Si la llamamos pizza muere un gatito napolitano. Si, para afinar más en la descripción, la definimos como “quiche” o como “pie”, podemos caer en la tentación de pensar que no estamos ante el desmadre calórico que tenemos entre manos. La “deep dish” pizza de Chicago, o pizza de plato hondo en su traducción literal, viene a ser algo como el plan urbanístico de Dubai. Una monstruosidad.

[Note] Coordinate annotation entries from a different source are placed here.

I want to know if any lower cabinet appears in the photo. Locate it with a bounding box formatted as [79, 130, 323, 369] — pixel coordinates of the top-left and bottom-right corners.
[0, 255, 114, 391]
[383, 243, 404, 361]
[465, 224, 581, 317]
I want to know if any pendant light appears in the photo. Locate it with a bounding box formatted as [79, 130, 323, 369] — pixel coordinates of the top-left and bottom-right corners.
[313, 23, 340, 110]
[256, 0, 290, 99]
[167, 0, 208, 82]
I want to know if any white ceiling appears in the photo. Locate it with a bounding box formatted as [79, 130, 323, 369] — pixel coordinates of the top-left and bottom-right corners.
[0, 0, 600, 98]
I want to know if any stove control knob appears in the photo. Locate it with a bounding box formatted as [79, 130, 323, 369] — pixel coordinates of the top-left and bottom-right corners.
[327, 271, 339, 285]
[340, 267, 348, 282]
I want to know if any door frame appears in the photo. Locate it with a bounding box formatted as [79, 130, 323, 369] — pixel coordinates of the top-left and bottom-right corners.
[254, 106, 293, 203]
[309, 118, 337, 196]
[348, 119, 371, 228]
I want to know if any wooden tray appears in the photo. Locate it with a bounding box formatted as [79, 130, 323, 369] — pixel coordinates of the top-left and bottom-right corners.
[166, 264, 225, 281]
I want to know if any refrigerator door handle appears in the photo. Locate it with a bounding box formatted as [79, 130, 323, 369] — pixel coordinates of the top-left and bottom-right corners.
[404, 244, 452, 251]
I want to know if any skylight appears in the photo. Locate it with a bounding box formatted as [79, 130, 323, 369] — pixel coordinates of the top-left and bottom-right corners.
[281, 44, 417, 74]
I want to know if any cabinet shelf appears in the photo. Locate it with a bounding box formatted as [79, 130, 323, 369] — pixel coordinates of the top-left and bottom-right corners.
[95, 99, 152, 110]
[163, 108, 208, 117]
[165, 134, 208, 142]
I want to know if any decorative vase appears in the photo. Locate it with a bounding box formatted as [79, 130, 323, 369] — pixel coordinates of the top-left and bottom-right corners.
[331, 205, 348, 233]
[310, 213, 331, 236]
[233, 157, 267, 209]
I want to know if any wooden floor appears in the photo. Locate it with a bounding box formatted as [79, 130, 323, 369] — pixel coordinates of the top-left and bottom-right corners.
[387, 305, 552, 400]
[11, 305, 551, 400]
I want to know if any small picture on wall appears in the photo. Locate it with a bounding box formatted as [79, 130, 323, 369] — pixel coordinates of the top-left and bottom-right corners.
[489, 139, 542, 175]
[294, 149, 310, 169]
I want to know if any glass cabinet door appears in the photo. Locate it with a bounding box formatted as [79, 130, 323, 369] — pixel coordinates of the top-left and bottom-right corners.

La receta, cuyo origen ya habréis deducido las mentes más avispadas, data de los años 40 del siglo pasado y es, para hacer honor a la verdad, una especie de pastel horneado en un molde circular alto. Primero la masa, en cantidad generosa –ya advertíamos que no responde a las proporciones de una pizza italiana, ni siquiera de una pizza–, con mezcla de harinas de trigo y maíz y aceite para permitir que se dore y alcance la consistencia necesaria para lo que viene después: sus buenos dos dedos de salsa de tomate agridulce sobre queso fundido a go-gó y los ingredientes que más nos seduzcan; en el caso de la original de Chicago, champiñones, cebolla, pimiento verde y salchicha o pepperoni.
Así que, recordad, ante la tentación de hacer un pedido a alguna de esas cadenas de comida rápida americana, en vez de prepararla en casa: si es plana no es la auténtica, si es blandurria por los bordes no es la auténtica y si sois capaces de acabárosla de una sentada no es, ni de lejos, la auténtica.